With that in mind, there’s an extremely negative Nikola Jokić backlash following his first round exit at the hands of the depleted Minnesota Timberwolves. It’s a whole Internet wave, as I mentioned yesterday:
The post fit perfectly into an X discourse that had grown weary of Jokić praise. Various prominent NBA media figures had heralded the Denver center as arguably history’s greatest offensive player (There’s a case for that, to be clear). Vocal fans of other players and teams had come to believe Jokić benefits from a double standard in NBA media. There was a racial component to the debate, a dash of, “What’s with all these White media nerds slobbering over this guy?” Even if taciturn Jokić isn’t exactly an obvious lightning rod, he’d become one in these spaces. The post was probably constructed to draft off that controversy.

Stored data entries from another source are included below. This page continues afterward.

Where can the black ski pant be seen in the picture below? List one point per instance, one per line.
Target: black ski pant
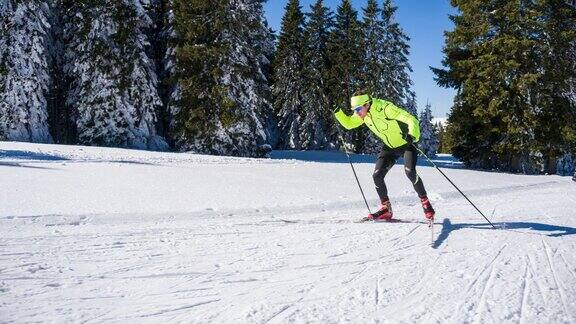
(385, 162)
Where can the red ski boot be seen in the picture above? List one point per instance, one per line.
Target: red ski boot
(384, 214)
(427, 206)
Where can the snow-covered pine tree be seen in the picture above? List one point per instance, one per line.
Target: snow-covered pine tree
(24, 70)
(221, 87)
(566, 165)
(289, 83)
(248, 39)
(318, 128)
(397, 87)
(346, 60)
(114, 90)
(428, 140)
(160, 35)
(373, 45)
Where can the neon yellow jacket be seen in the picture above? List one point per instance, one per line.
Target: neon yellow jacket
(389, 122)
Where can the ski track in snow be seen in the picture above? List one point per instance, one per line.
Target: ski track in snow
(270, 253)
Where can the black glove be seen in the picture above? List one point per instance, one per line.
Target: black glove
(409, 138)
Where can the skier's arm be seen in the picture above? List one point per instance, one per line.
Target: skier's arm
(403, 116)
(349, 122)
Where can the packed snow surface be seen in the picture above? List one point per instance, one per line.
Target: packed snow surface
(97, 234)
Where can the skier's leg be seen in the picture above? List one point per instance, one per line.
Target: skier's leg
(384, 163)
(410, 159)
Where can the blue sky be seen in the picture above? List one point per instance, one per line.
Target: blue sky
(425, 22)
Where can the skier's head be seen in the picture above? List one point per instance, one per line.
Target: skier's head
(360, 103)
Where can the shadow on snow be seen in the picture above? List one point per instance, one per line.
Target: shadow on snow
(442, 160)
(541, 229)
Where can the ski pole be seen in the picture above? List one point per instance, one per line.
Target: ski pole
(355, 176)
(460, 191)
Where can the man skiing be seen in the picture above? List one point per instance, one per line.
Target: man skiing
(399, 130)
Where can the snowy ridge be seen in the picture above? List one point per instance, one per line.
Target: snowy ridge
(113, 235)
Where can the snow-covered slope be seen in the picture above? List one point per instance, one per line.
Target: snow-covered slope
(96, 234)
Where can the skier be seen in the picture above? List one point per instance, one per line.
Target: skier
(399, 131)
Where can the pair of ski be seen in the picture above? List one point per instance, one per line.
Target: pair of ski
(373, 218)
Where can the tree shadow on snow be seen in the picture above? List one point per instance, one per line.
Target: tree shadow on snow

I’m not a public Jokić Guy like others in NBA media, but I also stopped staking out positions like this. I’m largely out of the game. When you’re in the official NBA-NBA content space, you need to select MVPs and rank relative stars. This then leads to fan criticism when your stars go Casey at the Bat on you. I’ve felt the result both as fan and reporter. When I was younger, I experienced the dread of knowing my guys were going to get savaged in the Conversation. When I was part of the Conversation, I felt the shame of talking up figures who let me down, stupid as it sounds. I was a lead propagandist for Steph Curry and the 73 win Warriors. I could publicly grin and bear their humiliating 3-1 collapse but inside, I acutely felt a loss of face by proxy. And then the next season starts.
It was over for Steph Curry, similar to how it’s over for Jokić right now. We got ahead of ourselves with the hype. A reassessment is in order. Perhaps the past glory was a blip, a fluke. We can pick apart the comparison, but the sentiments are similar. Back then, the outrage was that Steph Curry was the “unanimous MVP.” Right now, the outrage is that Jokić is a 3-time-MVP, supposedly destined for a “Top 10 all time” NBA status. Now his trajectory has suffered a derailment, similar to how Steph got knocked off his 2016 pedestal. There were many questions, for many years. After the 2022 NBA Finals happened, people stopped asking.
The critics can have a point by the way.